Vero Beach, FL - Cable lines strung across Florida's southern coast are severely damaging coral reefs, according to a report released today by Public Employees for Environmental Responsibility (PEER).The report, written by an international review panel, details how fiber optic cables, used to connect central and Latin American phone and internet service with state residents, destroy the brittle reef structures as they swing back and forth underwater. This Wednesday, December 11, the State of Florida is slated to enact a plan that would increase the number of cables crossing reef structures.
Conducted during the summer of 2002, the new study is the first research documenting how fiber optic cables continue to damage reef structures long after their initial installation. The study, focusing on the state-regulated waters off Broward County, shows that boat anchor snags, wave surges, and coastal currents cause the cable lines to repeatedly batter the fragile structures.
Covering less than 1% of the planet's surface, coral reefs are the world's most biologically diverse marine ecosystems. Living among Florida's corals are sponges, crabs, turtles, lobsters and nearly 600 fish species. Because many coral reef organisms can tolerate only a narrow range of conditions, reef communities are highly sensitive to environmental or human-caused damages. Florida's coral reefs, which have taken between 5,000 and 7,000 years to develop, are rapidly diminishing from a variety of man-made sources, including offshore dredging, increased turbidity and global warming.
"The state's plan to install even more underwater cables lacks a realistic understanding of the damage already done," commented PEER General Counsel Dan Meyer, who noted that cable lines could be installed above the Oculina Bank, the northernmost point of Florida's coral reefs. "These ancient structures may be gone forever before Florida realizes the consequences of today's actions."

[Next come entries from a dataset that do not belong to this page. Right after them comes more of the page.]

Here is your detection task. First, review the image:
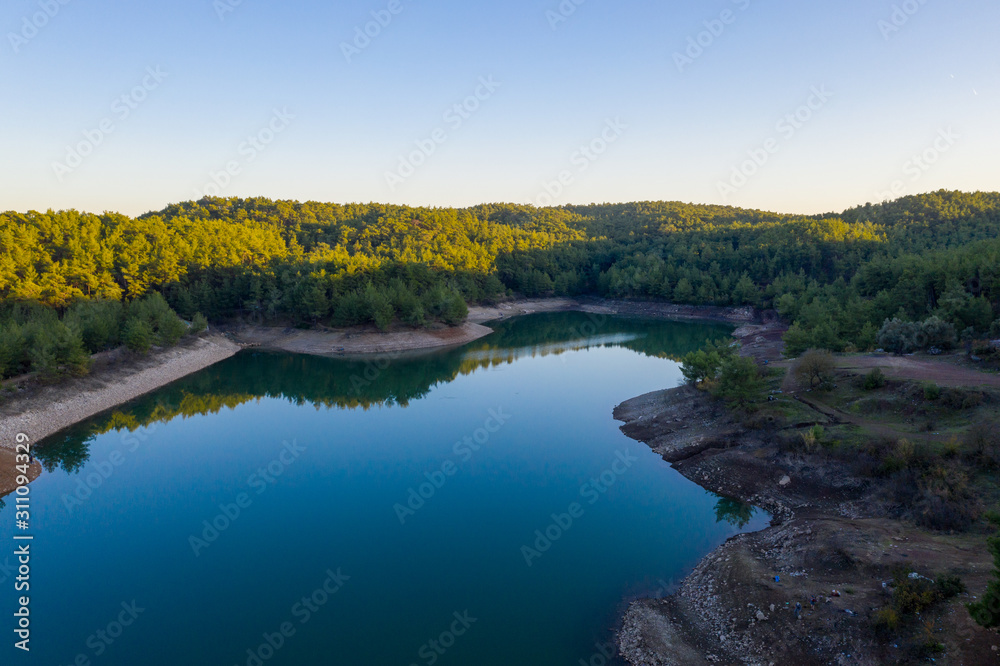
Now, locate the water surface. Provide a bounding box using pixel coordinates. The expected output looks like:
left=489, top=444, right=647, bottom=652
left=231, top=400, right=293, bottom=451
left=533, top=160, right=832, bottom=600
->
left=0, top=313, right=766, bottom=666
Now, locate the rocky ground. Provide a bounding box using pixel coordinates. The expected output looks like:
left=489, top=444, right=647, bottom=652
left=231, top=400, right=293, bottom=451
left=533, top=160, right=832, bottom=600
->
left=226, top=321, right=493, bottom=356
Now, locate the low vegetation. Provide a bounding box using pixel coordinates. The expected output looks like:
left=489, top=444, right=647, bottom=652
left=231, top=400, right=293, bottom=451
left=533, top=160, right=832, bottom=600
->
left=0, top=191, right=1000, bottom=378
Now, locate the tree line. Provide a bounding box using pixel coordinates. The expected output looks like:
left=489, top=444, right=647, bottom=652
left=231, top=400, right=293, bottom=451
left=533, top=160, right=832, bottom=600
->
left=0, top=191, right=1000, bottom=377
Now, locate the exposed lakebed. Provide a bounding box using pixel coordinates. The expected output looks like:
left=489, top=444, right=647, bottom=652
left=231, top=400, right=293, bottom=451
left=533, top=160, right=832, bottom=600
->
left=0, top=313, right=767, bottom=666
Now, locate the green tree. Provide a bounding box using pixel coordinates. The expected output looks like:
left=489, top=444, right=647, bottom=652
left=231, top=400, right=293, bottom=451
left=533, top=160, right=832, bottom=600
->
left=713, top=356, right=765, bottom=413
left=966, top=513, right=1000, bottom=629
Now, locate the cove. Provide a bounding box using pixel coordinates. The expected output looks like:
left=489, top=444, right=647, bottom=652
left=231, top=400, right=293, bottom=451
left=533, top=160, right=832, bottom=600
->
left=0, top=313, right=768, bottom=666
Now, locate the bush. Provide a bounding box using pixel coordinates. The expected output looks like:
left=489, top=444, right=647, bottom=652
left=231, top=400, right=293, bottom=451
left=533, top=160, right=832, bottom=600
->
left=28, top=319, right=90, bottom=377
left=876, top=317, right=920, bottom=354
left=123, top=293, right=186, bottom=353
left=966, top=513, right=1000, bottom=629
left=122, top=319, right=153, bottom=354
left=188, top=312, right=208, bottom=335
left=941, top=388, right=985, bottom=410
left=792, top=349, right=836, bottom=388
left=861, top=368, right=888, bottom=391
left=713, top=356, right=764, bottom=413
left=63, top=300, right=125, bottom=353
left=915, top=465, right=981, bottom=531
left=916, top=317, right=958, bottom=349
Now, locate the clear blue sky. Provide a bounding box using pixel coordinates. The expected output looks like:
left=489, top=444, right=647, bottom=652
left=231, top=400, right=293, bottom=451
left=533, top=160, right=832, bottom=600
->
left=0, top=0, right=1000, bottom=214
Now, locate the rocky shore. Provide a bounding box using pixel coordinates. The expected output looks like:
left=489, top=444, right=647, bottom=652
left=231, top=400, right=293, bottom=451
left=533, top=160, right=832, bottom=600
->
left=614, top=350, right=1000, bottom=666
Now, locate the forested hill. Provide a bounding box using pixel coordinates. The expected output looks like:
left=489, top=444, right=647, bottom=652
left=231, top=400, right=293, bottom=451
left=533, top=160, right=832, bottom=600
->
left=0, top=191, right=1000, bottom=375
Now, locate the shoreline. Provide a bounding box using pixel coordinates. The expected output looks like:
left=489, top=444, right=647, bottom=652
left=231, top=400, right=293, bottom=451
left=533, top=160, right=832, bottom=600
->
left=613, top=342, right=1000, bottom=666
left=0, top=297, right=769, bottom=450
left=0, top=335, right=241, bottom=451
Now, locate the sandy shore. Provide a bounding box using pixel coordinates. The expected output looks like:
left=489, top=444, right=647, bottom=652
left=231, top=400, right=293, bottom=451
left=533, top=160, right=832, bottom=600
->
left=0, top=336, right=240, bottom=450
left=614, top=348, right=1000, bottom=666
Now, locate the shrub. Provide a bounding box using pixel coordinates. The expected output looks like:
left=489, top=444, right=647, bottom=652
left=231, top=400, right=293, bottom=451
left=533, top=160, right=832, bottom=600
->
left=862, top=368, right=887, bottom=391
left=872, top=608, right=899, bottom=634
left=122, top=319, right=153, bottom=354
left=792, top=349, right=836, bottom=388
left=966, top=513, right=1000, bottom=629
left=188, top=312, right=208, bottom=335
left=915, top=465, right=981, bottom=531
left=123, top=292, right=186, bottom=344
left=876, top=317, right=920, bottom=354
left=915, top=317, right=958, bottom=349
left=713, top=356, right=764, bottom=413
left=63, top=300, right=125, bottom=353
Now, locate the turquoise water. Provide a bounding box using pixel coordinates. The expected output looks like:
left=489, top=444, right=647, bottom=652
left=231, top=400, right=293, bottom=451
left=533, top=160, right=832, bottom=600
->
left=0, top=313, right=767, bottom=666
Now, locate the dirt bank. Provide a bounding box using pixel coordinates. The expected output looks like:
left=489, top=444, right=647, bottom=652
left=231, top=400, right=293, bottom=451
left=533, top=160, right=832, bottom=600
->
left=230, top=321, right=493, bottom=356
left=614, top=387, right=1000, bottom=666
left=0, top=336, right=240, bottom=450
left=0, top=448, right=42, bottom=500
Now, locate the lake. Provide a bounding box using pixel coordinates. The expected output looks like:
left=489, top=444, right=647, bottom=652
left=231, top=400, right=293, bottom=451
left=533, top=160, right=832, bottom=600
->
left=0, top=313, right=768, bottom=666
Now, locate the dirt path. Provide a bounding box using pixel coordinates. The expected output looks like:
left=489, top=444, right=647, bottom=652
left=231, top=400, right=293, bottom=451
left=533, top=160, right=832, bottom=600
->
left=837, top=354, right=1000, bottom=388
left=614, top=387, right=1000, bottom=666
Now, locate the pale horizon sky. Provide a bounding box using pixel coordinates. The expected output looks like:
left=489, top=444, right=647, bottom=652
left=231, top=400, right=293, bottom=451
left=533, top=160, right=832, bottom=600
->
left=0, top=0, right=1000, bottom=215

Meyer also noted that the state-owned underwater property is leased to fiber optic companies at cut-rate prices (Florida is one of only three coastal states that does not collect a fee based upon fair market value). Fiber optic cables can generate more than $5,000 per minute in profit to operators. Florida, however, treats fiber optic cable companies as if they were state-regulated public utilities even though the industry has long been deregulated with cable access awarded to the highest bidder.

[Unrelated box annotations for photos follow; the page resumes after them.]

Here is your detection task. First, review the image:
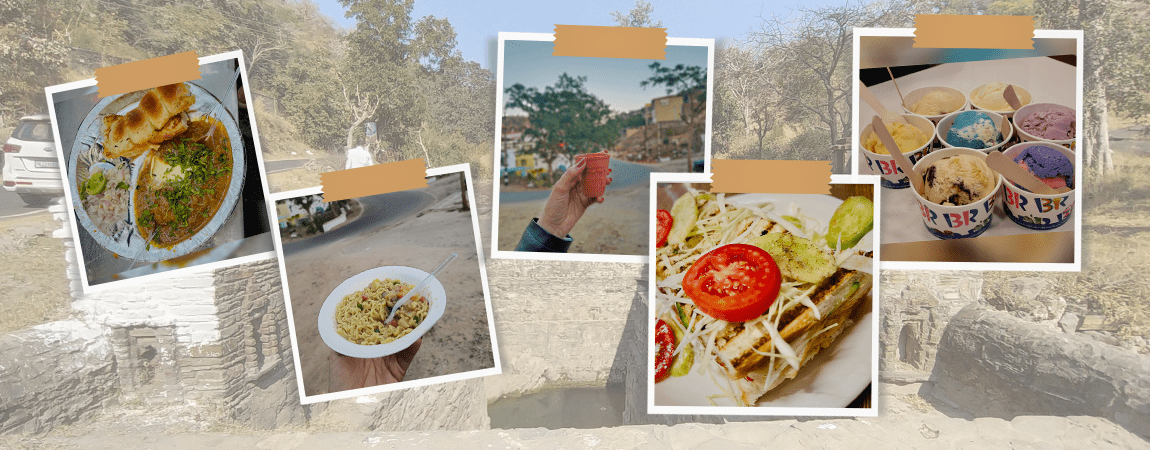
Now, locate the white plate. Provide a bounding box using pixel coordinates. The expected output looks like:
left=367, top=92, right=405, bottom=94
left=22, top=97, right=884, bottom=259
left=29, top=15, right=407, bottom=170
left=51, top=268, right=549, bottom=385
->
left=320, top=266, right=447, bottom=358
left=652, top=193, right=874, bottom=407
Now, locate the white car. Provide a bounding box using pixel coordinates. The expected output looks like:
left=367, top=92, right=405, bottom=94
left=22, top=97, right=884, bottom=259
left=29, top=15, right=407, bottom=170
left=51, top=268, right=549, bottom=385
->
left=0, top=114, right=64, bottom=206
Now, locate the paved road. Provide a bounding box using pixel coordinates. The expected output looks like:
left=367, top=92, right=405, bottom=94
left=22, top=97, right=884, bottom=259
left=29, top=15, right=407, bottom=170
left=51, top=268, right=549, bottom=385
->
left=284, top=191, right=436, bottom=257
left=263, top=158, right=308, bottom=174
left=499, top=159, right=654, bottom=203
left=0, top=189, right=58, bottom=219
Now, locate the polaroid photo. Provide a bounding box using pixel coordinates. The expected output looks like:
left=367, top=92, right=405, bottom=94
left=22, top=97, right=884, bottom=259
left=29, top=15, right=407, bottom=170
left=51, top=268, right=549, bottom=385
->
left=273, top=163, right=500, bottom=404
left=45, top=51, right=275, bottom=292
left=491, top=32, right=714, bottom=262
left=853, top=29, right=1083, bottom=272
left=646, top=174, right=881, bottom=417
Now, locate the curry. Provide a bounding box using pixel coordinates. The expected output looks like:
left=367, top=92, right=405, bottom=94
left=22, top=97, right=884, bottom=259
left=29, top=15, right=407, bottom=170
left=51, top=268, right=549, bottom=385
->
left=132, top=116, right=232, bottom=249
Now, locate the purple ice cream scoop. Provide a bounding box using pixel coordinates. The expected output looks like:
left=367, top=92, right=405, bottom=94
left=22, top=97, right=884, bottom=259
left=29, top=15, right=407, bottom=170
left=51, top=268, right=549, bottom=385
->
left=1013, top=145, right=1074, bottom=189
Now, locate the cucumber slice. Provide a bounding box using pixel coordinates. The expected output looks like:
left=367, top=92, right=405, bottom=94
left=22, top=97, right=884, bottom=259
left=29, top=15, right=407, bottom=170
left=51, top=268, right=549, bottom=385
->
left=670, top=319, right=695, bottom=376
left=751, top=232, right=835, bottom=283
left=827, top=197, right=874, bottom=250
left=667, top=193, right=699, bottom=245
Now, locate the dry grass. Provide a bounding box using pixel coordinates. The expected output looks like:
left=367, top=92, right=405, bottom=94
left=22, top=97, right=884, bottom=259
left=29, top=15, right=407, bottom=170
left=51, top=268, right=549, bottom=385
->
left=0, top=214, right=71, bottom=334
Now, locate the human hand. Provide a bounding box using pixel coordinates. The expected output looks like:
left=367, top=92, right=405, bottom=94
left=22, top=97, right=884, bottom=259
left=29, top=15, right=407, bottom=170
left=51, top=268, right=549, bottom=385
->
left=538, top=160, right=612, bottom=238
left=330, top=337, right=423, bottom=392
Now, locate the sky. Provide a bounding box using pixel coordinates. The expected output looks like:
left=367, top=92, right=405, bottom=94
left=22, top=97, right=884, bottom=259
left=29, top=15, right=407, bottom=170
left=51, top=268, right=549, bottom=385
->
left=312, top=0, right=856, bottom=71
left=504, top=40, right=707, bottom=115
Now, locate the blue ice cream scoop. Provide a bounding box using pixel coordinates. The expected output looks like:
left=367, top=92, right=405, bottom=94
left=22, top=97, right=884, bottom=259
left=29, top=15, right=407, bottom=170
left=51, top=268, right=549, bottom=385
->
left=946, top=110, right=1003, bottom=150
left=1013, top=145, right=1074, bottom=189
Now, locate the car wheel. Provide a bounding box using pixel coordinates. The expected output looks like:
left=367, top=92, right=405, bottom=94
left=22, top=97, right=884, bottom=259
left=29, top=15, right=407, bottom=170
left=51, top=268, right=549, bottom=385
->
left=20, top=193, right=55, bottom=208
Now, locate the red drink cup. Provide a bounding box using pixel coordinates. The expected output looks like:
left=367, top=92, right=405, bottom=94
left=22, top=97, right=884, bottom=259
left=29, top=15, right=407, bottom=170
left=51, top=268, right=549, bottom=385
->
left=575, top=152, right=611, bottom=198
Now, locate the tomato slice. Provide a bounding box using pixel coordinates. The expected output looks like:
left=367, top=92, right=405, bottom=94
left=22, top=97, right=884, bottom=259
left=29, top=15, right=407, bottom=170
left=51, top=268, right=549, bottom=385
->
left=683, top=244, right=782, bottom=322
left=654, top=319, right=675, bottom=383
left=654, top=209, right=675, bottom=249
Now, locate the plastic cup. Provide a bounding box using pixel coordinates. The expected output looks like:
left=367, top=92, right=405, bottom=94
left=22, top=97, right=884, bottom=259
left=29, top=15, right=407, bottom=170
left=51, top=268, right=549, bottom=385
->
left=999, top=142, right=1079, bottom=230
left=966, top=83, right=1034, bottom=117
left=1014, top=104, right=1076, bottom=149
left=914, top=147, right=1003, bottom=239
left=938, top=110, right=1014, bottom=153
left=575, top=152, right=611, bottom=198
left=859, top=114, right=935, bottom=189
left=903, top=86, right=971, bottom=123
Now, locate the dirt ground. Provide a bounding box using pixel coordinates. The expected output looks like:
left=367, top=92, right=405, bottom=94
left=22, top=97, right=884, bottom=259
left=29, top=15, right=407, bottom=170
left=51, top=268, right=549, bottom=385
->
left=0, top=211, right=71, bottom=334
left=284, top=177, right=495, bottom=396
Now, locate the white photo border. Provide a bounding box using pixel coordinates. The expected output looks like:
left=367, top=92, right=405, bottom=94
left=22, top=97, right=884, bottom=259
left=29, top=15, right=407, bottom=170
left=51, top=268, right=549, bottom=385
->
left=850, top=28, right=1084, bottom=272
left=644, top=174, right=882, bottom=417
left=268, top=163, right=503, bottom=405
left=44, top=49, right=276, bottom=293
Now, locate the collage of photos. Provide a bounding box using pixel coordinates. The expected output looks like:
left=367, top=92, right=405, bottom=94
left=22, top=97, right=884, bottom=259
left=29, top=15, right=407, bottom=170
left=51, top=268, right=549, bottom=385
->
left=856, top=29, right=1082, bottom=270
left=491, top=32, right=714, bottom=262
left=13, top=0, right=1150, bottom=449
left=48, top=52, right=274, bottom=289
left=647, top=174, right=880, bottom=415
left=274, top=165, right=499, bottom=404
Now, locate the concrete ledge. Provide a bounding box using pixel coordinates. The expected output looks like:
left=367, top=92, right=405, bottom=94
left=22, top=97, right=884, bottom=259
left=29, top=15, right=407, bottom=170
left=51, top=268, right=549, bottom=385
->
left=0, top=320, right=120, bottom=433
left=932, top=304, right=1150, bottom=436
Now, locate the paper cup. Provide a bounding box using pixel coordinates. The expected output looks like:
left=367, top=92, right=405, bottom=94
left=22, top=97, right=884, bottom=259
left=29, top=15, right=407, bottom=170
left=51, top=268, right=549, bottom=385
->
left=1014, top=104, right=1078, bottom=150
left=903, top=86, right=971, bottom=123
left=575, top=152, right=611, bottom=198
left=999, top=142, right=1079, bottom=230
left=966, top=83, right=1034, bottom=117
left=937, top=110, right=1014, bottom=153
left=912, top=147, right=1003, bottom=239
left=859, top=114, right=935, bottom=189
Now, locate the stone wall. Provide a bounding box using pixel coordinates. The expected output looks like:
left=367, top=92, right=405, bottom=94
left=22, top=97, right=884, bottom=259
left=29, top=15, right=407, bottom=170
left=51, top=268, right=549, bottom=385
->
left=879, top=270, right=982, bottom=381
left=485, top=259, right=647, bottom=401
left=0, top=320, right=120, bottom=433
left=213, top=259, right=311, bottom=429
left=932, top=304, right=1150, bottom=436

"These rates are a sweetheart deal at the expense of Florida's taxpayers," concluded Meyer.
Governor Bush will announce the state's new plan on Wednesday, December 11, 2001, in the state Capitol building in Tallahassee, Room LL03 (Cabinet Meeting Room) after 9 am.
The PEER Coral Reef/Fiber Optical Cable Jury was formed in September, 2001 to assess the impact of carriage industry (primarily telecommunications) activity in and around environmentally-sensitive coral reefs between the south Broward County line and the Oculina Bank near Cape Canaveral. During the summer of 2002, the Jury performed 8 dives around areas of Florida reef near Dania Beach.